La visita a ese felino escarlata ha estado restringida desde 2006. Las razones son obvias: grafiti en las paredes sin ningún respeto por el frágil estuco maya, paredes del templo verdosas y enmohecidas por las bacterias de las manos, sudor y aliento de los turistas, además de un riesgo inminente de accidentes ante un número masivo de visitantes. 

 

Grafiti de turistas sin respeto por el patrimonio cultural. Foto: Inah

 

 

un Jaguar Rojo y Chac Mool atrapados entre paredes cubiertas por hongos y bacterias transportadas por el turismo. Foto: Inah

 

El Jaguar Rojo y su compañero -un espectacular Chac Mool con ojos de obsidiana- merecían ser protegidos y estudiados a mayor detalle. Esa labor ha sido una prioridad en el trabajo del Inah y sus especialistas en los últimos años.

 

La muerte del jaguar

Hace mil 300 años, el entonces gobernante de Chichén Itzá ascendió por la escalinata de la antigua pirámide, entró en el templo central y ahí, con enorme respeto y algo de tristeza, procedió a dar muerte ritual al Jaguar Rojo que le había servido como trono. 

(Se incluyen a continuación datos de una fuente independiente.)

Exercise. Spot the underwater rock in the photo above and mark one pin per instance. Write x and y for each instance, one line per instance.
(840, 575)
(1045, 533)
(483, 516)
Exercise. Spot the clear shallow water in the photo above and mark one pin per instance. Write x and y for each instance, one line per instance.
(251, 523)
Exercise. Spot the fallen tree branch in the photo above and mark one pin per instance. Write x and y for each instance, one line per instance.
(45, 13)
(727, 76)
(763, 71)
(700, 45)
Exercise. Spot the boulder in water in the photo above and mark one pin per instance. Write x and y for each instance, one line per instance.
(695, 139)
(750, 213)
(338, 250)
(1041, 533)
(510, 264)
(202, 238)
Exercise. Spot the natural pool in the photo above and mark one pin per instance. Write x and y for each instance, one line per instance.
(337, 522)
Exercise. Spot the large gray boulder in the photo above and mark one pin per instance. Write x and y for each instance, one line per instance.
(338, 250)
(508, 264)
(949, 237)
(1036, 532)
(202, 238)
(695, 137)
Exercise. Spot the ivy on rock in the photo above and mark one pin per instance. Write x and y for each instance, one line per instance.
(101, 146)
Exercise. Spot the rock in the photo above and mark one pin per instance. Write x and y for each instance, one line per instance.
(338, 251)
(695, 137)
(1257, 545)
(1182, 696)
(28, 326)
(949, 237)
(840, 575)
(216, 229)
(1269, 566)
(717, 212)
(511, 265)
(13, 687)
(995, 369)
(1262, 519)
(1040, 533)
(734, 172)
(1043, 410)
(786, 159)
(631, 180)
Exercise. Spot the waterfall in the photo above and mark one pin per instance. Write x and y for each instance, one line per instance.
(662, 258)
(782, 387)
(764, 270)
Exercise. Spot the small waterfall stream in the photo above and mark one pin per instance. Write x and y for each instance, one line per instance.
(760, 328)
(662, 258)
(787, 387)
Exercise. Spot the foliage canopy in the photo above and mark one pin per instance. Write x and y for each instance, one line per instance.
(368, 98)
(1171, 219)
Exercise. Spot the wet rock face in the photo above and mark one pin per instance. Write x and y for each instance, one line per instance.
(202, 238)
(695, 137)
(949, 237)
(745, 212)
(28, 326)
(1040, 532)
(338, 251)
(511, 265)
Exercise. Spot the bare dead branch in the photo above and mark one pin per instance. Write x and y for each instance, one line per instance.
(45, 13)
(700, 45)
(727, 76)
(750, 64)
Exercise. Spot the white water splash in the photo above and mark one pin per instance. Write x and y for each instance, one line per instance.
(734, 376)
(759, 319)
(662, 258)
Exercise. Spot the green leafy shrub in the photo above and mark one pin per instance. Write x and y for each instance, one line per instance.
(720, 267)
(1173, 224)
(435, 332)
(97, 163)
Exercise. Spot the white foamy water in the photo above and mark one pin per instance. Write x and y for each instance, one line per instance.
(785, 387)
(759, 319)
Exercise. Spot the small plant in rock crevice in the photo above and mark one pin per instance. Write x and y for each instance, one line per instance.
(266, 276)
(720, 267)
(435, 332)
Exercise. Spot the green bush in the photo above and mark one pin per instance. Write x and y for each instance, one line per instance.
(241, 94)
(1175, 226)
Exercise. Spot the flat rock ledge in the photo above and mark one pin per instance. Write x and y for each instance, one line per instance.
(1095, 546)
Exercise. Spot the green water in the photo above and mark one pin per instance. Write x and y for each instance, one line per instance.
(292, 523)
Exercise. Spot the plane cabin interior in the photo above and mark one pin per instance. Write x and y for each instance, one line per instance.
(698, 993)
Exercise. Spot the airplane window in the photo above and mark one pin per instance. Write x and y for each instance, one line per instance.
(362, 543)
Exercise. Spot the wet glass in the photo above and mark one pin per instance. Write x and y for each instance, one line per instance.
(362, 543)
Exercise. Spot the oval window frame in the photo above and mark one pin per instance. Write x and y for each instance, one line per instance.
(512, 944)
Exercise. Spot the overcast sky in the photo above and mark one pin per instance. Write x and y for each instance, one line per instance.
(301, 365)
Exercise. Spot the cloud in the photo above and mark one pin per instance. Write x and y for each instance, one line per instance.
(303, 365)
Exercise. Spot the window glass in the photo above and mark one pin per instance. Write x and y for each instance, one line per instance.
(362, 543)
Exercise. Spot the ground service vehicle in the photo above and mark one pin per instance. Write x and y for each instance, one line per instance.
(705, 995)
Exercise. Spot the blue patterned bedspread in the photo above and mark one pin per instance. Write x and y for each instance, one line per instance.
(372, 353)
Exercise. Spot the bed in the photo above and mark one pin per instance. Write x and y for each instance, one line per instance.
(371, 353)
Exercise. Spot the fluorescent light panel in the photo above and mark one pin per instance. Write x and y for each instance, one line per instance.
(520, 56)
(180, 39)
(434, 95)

No era un tema menor. Ese trono le permitía al Halach Uinik convertirse espiritualmente en un jaguar protector de la ciudad y su gente, pues existe la hipótesis de que Chichén Itzá tenía un felino guardián en cada punto cardinal, mismos que coincidían con la alineación de cuatro cenotes en la urbe maya. 

El gobernante, al sentarse en ese trono de propiedades mágicas en la pirámide principal, se transformaba -en un acto de nahualismo- en el quinto y más importante de los jaguares: el que estaba al centro de todos. 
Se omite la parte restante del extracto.